Sin dalle prime battute cercai di non darle troppe informazioni sull'aspetto di Bonatti. La memoria è un meccanismo molto dinamico e non volevo influenzare il suo ricordo, sostituendo informazioni mie alle sue dimenticanze.
Incredibilmente venne fuori questa frase: "Beh, sono passati cinquant'anni quasi, ma ricordo che questo esploratore italiano era davvero affascinante. Non parlava benissimo l'inglese, ma si faceva capire senza problemi e trattava tutti allo stesso modo. Era molto umile e sorrideva. Una mia amica era davvero entusiasta della sua presenza, sebbene si sarebbe dovuta sposare a breve…". Il ritratto della personalità era chiaro.
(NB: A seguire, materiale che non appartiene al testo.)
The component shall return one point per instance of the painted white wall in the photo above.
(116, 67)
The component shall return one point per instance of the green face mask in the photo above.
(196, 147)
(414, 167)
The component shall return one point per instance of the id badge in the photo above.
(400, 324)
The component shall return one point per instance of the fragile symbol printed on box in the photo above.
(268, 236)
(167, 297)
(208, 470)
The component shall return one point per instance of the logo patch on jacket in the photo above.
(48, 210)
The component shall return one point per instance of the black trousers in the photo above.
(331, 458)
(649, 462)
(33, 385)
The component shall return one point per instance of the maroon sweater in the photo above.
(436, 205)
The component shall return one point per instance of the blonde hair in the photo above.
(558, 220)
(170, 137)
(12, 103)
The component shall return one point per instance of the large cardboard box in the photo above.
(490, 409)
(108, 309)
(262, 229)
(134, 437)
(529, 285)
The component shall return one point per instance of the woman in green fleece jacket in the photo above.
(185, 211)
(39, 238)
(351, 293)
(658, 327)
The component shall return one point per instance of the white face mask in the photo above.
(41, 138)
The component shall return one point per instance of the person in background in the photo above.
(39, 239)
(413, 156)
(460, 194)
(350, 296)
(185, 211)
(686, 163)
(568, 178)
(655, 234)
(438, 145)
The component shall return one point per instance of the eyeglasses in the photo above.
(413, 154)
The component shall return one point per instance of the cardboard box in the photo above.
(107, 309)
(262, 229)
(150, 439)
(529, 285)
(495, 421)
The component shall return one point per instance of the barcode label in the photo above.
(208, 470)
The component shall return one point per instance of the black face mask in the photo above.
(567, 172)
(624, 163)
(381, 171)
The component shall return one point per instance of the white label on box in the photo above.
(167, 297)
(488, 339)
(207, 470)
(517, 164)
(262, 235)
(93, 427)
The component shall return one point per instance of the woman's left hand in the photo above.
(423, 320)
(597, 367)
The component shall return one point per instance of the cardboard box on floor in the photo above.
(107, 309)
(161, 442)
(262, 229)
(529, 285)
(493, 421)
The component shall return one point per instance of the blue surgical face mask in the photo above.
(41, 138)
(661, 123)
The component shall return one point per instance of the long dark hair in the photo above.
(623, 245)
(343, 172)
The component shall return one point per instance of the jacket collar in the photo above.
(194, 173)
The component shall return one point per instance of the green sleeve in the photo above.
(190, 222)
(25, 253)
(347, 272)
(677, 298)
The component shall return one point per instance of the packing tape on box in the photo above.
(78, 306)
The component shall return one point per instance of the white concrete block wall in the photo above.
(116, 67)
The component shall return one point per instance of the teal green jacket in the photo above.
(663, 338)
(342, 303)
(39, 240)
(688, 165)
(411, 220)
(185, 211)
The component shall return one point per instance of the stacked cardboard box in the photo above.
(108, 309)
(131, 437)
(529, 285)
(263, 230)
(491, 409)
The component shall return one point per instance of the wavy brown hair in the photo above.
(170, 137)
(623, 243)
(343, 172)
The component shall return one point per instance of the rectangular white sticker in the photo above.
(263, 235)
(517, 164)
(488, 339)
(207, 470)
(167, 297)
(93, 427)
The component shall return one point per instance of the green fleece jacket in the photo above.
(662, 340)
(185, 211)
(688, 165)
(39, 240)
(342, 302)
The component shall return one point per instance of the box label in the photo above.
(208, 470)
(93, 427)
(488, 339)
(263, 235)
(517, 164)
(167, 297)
Mancava una descrizione fisica. "Era alto più o meno come te, fisicamente era atletico, aveva i capelli neri e sorrideva sempre". Le mostrai allora una foto. Senza nessun dubbio o aiuto da parte mia esclamò: "Ma certo Bonatti!!".
Le raccontai allora la mia storia e quanto la sua testimonianza fosse importante per comporre un puzzle che richiederà ancora diversi mesi di lavoro. Essendo molto timida non ha voluto concedermi una foto, ma me ne ha promessa una via email.
Il mio lavoro per ora è terminato. L'anno prossimo, nello stesso periodo, ripeterò invece il viaggio di Bonatti tra Yukon e Porcupine, in canoa, da solo, per un documentario che ho cominciato a girare durante questo primo, emozionante, avvicinamento al Grande Nord.